MariaNattestad / Assemblytics

Assemblytics is a bioinformatics tool to detect and analyze structural variants from a genome assembly by comparing it to a reference genome.
http://assemblytics.com
MIT License
135 stars 28 forks source link

Repeat Contractions and Expansions are the most frequent call in a bacterial genome #54

Closed derekcg closed 1 year ago

derekcg commented 1 year ago

Hello Dr. Maria Nattestad,

I am a PhD student researching Mycobacterium tuberculosis genomes with long read sequencing. Assemblytics is one of the variant callers we are using to study structural variants. However the majority of variants called by Assemblytics in our de novo assembled genomes are “repeat contractions” or repeat contractions.” We think that the majority of the genome is being called repetitive elements by Assemblytics. This could be due to the esx, PE, and PPE gene families, three large and highly paralogous gene families that pepper the M. tuberculosis genome. They might make it rare to find 10kb long stretches that entirely map unambiguously to one region of the genome. Unfortunately the repeat contraction and repeat expansion calls don’t report where the implied variants are within the repetitive elements. In many cases Assemblytics reports repeat contractions and expansions with coordinates 20kb apart, and a size of only 1000 bp. Presumably these are 1000 bp insertions and deletions within 20 kb regions that assemblytics labeled repetitive elements. In these cases we have no idea where the 1000 bp deletion within this 20kb region is, making it difficult to determine which genes in that region the variant might effect.

Could a parameter be added to Assemblytics to adjust the threshold 10kb minimum anchor length? That may allow Assembytics to find structural variants inside non-repetitive regions smaller than 10kb that are between repetitive genes.

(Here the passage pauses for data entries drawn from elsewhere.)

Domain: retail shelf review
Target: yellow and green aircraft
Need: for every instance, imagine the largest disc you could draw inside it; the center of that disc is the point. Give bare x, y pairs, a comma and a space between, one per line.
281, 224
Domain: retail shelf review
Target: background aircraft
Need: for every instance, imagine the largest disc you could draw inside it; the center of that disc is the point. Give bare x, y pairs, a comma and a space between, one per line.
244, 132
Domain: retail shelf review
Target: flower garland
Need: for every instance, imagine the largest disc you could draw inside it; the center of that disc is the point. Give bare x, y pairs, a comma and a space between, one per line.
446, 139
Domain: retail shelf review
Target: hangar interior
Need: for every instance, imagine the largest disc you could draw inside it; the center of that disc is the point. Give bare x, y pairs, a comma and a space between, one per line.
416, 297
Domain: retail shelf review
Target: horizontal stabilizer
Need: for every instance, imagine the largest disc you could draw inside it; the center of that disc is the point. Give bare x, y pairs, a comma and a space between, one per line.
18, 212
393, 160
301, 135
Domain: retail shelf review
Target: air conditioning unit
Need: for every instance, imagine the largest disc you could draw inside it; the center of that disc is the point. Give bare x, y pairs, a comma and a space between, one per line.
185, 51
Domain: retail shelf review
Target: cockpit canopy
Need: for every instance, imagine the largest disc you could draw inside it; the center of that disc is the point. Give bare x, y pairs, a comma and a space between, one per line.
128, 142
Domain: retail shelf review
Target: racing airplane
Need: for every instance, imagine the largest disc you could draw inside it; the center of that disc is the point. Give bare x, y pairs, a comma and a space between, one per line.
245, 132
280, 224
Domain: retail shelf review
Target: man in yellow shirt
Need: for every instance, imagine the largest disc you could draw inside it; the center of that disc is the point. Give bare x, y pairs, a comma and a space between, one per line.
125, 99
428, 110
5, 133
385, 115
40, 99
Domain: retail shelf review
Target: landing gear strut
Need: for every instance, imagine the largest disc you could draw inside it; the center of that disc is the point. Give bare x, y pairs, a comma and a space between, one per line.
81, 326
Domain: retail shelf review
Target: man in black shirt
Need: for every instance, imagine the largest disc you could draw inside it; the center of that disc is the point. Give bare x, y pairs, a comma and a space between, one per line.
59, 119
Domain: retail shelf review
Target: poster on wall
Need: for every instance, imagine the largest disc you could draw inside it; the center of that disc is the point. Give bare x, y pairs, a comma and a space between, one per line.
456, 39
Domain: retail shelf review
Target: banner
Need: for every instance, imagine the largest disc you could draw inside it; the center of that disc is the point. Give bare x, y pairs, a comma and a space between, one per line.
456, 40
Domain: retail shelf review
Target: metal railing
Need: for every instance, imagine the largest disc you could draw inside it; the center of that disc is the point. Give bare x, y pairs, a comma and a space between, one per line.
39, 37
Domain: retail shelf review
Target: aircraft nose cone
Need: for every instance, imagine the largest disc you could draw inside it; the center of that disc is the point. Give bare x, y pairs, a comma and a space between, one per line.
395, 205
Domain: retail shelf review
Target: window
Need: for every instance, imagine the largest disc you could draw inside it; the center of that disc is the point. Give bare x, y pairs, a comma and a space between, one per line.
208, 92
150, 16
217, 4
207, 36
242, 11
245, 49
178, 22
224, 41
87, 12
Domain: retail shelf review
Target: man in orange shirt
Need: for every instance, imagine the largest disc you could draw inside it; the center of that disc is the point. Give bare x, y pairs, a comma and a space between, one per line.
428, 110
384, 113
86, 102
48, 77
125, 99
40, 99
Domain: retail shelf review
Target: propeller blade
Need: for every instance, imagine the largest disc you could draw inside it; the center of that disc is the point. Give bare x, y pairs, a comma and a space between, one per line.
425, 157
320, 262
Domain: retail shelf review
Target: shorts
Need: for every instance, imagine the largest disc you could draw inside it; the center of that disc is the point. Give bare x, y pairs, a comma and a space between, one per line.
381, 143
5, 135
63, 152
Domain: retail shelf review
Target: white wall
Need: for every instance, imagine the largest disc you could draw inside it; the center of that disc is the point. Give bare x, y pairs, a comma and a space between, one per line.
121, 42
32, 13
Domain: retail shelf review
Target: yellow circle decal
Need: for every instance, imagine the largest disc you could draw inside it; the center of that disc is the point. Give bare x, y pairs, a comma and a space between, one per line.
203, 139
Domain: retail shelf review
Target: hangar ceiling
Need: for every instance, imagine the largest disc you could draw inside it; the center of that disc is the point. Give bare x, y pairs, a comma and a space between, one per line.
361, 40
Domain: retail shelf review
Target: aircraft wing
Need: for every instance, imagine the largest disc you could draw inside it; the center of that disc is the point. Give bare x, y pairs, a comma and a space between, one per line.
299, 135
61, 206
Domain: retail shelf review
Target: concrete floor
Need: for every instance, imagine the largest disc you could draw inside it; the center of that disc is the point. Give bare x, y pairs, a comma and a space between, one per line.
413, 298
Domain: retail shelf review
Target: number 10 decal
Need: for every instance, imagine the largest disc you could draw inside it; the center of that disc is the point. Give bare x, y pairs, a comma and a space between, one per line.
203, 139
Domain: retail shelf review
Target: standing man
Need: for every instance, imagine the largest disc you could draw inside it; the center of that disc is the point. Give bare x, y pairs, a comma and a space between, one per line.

Alternatively is there any way for Assemblytics to determine where the structural variant(s) implied by a repeat contraction or expansion might be within the repetitive element?

We think Assemblytics is a great tool for finding structural variants in de novo assembled genomes. And thank you and your team for publishing it.

Thank you for your time

Regards, Derek Conkle-Gutierrez JDP Global Health Student, SDSU and UCSD Student Research Assistant, Laboratory for Pathogenesis of Clinical Drug Resistance and Persistence Pronouns: he/him

derekcg commented 1 year ago

I apologize, there already is a parameter to adjust the unique sequence threshold. We just misunderstood the parameter.